Mar 25, 2005 08:21
So. I went for my second therapy session this monday. He lets me lead the conversation, so it meanders a bit. This time, we talked about being hard on my self. The example I used was from a night at work. So we discussed it in the context of work. And that was fine. Except. Work is generally the place I feel most human. I keep trying to explain to the man that while my job is not the greatest job in the world, and I don't actually want to do it for the rest of my life, it's good for now. It's nice. I have a modicum of power and responsibility. I have a manager that I love. And I make a decent living. It's myself, and my personal world that's a mess.
But I also told him about making up goals for the week. And he said that was good. Celebrate every victor. Typing here is a victory. And we talked about my lj. I mentioned I was worried that no one would want to read a million entries that are just variations on the same theme. People might think I'm emo. Or something. We discussed it. He worried that I write expecting a response. I told him that mostly, while I'm writing, I'm just writing. Like this is a real journal. It's only after I post that I wonder about responses.
We also talked about visiting my girls. They basically want me to move to philly for my mental health. But I've got to stay in Syracuse, financially, for now. Plus I have health insurance right now. Which is paying for my screwed up head.

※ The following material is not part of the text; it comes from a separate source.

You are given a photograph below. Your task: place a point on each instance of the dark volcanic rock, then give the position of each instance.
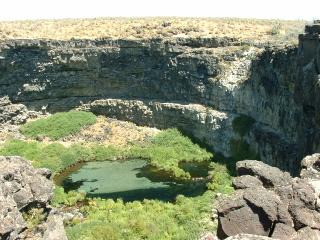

Matt and I have been having a good week. Spending a lot of time together. Some game playing. Some talking. He told me he wanted me to be honest with myself when figuring out what I really want. He said he thought I was a little too wild to be tied down. I said I don't want to be that way. He said that maybe I would become the things that I want to be, but I can't repress that aspect of my nature.
This is a man who truly loves me. But if he's right then I'm not ready to settle down. And what does that mean for us? It's hard to make any sort of decision yet. I just know that I need more friends. Maybe I can do that here.